If tissue samples are taken earlier in the season, the report can give the grower two distinct benefits:
- If the crop may be threatened by a developing problem, the grower has time to address it before it gets out of hand and before it becomes visual.
- If the crop is healthy and there are no ominous warnings at the date of the sample, an early tissue test sometimes gives the producer an opportunity to turn a good crop into a great crop with the application of nutrients that may be running low.
“From our soil test report, we already know what deficiencies we had in each part of the field, so we designed a fertility input program to address those deficiencies,” Patterson said.
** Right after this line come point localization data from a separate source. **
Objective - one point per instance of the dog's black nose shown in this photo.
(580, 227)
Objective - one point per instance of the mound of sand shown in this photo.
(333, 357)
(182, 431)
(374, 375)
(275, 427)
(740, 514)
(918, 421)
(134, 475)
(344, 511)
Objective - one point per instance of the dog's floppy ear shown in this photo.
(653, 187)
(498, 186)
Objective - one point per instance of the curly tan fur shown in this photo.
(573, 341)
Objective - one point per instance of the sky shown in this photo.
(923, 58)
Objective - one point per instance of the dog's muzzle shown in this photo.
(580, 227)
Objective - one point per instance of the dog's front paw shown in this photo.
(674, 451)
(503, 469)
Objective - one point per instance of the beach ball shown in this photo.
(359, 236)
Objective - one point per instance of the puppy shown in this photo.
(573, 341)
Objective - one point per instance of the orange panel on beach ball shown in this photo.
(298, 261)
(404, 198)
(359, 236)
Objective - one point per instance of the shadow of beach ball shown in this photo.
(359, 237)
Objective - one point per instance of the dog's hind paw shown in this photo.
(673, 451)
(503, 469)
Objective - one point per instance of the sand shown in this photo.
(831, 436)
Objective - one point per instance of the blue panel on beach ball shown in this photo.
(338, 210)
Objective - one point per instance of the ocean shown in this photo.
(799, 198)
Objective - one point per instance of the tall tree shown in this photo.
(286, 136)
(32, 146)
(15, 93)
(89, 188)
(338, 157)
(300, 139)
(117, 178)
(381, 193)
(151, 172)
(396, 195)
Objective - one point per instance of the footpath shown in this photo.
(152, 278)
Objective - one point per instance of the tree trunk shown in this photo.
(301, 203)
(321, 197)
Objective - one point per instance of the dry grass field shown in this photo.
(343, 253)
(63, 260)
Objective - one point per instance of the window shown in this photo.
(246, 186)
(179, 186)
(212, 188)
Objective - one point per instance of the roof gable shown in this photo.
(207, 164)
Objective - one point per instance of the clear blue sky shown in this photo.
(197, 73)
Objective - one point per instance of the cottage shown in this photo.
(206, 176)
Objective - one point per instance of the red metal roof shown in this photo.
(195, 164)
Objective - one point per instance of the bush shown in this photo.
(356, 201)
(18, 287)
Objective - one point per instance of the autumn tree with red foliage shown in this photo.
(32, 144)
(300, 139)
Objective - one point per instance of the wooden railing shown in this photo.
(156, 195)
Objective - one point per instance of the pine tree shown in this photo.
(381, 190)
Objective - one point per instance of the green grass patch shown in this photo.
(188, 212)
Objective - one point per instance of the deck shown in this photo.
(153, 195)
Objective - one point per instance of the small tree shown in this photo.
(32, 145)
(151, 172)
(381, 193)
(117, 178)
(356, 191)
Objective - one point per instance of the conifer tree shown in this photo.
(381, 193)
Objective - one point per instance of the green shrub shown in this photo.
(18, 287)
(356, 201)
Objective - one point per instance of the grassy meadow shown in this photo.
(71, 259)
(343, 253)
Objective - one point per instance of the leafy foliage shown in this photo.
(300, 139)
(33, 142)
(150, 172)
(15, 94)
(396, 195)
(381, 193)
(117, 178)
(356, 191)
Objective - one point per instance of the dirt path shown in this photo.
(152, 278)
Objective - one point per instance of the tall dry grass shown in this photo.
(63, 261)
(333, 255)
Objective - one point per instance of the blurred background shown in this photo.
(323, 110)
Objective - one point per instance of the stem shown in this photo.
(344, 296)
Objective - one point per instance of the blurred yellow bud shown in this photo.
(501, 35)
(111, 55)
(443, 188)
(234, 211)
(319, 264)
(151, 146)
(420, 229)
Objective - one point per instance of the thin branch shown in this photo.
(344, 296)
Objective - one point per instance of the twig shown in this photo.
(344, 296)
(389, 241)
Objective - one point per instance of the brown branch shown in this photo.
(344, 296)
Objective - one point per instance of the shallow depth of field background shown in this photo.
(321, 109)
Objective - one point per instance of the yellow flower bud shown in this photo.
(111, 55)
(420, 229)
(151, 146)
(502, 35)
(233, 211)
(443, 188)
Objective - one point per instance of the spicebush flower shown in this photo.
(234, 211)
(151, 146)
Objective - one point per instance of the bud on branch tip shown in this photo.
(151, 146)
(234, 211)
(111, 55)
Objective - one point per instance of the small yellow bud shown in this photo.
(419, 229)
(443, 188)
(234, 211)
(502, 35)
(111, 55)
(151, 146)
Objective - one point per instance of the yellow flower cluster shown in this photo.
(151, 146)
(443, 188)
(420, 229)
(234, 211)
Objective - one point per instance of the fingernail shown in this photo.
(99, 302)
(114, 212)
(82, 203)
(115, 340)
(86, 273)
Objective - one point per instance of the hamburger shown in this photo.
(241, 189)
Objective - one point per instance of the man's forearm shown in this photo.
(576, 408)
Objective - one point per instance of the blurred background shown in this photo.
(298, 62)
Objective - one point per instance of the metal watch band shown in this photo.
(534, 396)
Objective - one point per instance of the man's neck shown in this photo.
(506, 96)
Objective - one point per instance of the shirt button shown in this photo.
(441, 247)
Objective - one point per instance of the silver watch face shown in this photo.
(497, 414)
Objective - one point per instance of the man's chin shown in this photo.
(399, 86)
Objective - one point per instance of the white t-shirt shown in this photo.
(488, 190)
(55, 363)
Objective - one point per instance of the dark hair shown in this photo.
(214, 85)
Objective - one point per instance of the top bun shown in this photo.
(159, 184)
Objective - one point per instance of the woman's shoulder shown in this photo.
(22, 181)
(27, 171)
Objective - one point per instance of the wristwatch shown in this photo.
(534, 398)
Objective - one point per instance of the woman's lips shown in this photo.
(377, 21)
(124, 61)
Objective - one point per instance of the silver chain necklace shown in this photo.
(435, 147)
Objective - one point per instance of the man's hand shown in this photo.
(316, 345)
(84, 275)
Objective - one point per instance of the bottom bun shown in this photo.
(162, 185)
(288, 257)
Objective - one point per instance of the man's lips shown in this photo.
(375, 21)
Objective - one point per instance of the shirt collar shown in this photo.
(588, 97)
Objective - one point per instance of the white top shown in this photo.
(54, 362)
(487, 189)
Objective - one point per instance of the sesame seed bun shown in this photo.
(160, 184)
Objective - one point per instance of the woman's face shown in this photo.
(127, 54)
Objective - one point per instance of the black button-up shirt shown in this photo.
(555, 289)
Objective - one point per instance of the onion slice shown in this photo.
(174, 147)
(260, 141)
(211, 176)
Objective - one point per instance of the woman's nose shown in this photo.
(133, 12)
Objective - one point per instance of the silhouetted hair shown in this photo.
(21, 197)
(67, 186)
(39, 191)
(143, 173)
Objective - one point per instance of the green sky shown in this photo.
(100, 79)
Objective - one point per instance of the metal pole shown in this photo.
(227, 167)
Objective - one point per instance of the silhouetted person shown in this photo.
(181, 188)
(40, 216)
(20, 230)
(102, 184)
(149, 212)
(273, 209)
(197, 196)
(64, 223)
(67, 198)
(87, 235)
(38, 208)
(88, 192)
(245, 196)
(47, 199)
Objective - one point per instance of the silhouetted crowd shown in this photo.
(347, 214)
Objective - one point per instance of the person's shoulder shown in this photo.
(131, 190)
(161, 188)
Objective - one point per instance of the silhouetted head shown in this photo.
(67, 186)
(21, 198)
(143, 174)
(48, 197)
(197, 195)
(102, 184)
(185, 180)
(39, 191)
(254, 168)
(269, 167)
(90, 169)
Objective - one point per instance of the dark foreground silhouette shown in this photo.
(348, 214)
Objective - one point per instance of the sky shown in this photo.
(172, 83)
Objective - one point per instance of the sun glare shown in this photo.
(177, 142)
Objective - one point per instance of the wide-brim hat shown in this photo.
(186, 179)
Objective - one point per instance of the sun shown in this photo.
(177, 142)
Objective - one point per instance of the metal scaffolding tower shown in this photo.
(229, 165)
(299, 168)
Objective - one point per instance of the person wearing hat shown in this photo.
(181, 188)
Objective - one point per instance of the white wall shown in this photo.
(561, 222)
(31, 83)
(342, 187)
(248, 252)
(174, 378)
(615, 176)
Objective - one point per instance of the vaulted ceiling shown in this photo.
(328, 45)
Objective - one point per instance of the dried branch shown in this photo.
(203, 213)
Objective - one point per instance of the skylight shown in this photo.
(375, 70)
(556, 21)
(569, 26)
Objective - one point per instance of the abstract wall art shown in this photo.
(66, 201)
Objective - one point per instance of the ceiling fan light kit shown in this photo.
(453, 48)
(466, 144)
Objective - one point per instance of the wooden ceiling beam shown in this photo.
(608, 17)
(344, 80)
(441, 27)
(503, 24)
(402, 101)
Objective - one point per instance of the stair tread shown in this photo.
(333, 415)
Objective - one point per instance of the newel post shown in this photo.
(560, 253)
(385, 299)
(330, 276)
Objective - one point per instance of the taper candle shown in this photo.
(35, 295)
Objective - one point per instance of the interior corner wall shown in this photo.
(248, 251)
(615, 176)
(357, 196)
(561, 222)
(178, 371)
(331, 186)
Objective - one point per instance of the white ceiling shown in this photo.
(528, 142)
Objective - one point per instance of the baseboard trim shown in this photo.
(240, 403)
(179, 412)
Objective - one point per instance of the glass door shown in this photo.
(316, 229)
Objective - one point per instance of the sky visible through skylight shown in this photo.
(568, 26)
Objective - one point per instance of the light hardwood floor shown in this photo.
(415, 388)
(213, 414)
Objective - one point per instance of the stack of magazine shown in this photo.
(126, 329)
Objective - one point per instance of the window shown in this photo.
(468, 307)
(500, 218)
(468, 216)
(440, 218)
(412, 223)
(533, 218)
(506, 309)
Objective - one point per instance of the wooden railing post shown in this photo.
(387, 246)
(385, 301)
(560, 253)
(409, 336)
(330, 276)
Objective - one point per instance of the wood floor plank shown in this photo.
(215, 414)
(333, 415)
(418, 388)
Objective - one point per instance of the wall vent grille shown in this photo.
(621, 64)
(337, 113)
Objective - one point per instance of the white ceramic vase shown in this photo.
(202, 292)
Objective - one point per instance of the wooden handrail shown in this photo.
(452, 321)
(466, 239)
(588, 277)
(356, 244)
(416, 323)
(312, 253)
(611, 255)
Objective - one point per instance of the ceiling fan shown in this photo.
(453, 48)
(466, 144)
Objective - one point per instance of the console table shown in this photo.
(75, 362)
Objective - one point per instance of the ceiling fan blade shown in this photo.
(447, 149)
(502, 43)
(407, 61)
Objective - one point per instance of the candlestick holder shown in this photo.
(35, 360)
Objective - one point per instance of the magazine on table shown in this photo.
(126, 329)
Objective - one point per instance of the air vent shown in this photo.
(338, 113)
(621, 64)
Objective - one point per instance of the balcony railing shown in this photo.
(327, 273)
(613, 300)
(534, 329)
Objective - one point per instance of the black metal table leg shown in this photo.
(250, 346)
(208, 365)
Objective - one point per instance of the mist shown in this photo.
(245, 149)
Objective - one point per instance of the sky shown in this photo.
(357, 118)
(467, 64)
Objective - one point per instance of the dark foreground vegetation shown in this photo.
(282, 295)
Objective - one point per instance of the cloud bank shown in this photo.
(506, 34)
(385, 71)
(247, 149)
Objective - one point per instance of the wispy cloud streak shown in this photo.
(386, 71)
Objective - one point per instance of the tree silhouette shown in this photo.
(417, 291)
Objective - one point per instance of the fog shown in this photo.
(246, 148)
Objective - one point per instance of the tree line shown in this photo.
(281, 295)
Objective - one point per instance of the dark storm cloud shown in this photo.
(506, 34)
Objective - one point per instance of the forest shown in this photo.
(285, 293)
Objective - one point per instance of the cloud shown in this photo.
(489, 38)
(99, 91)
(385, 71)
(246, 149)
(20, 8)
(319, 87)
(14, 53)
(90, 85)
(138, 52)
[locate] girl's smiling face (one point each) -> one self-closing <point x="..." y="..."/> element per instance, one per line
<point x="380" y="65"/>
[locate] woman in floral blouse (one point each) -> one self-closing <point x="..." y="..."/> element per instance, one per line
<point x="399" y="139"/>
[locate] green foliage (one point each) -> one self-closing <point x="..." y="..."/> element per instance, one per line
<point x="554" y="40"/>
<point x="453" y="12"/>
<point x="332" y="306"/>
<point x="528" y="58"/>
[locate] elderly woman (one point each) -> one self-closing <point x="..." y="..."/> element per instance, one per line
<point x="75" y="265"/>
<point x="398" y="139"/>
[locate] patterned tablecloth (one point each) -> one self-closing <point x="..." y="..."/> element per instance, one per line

“But there are always environmental factors that come into play which are beyond our control. If you do your tissue test early enough in the growing season, you still have the chance to make adjustments to account for those factors.”
For wheat, A&L recommends growers take tissue samples in the four to five leaf stage.
“You want the sample before it’s into the reproductive stage. Once the crop is into the reproductive mode, it’s too late to regain lost yield potential.”
The best plan is to predetermine tissue sample dates and have them marked on the calendar. A&L has a 24 hour turnaround time on all tissue tests.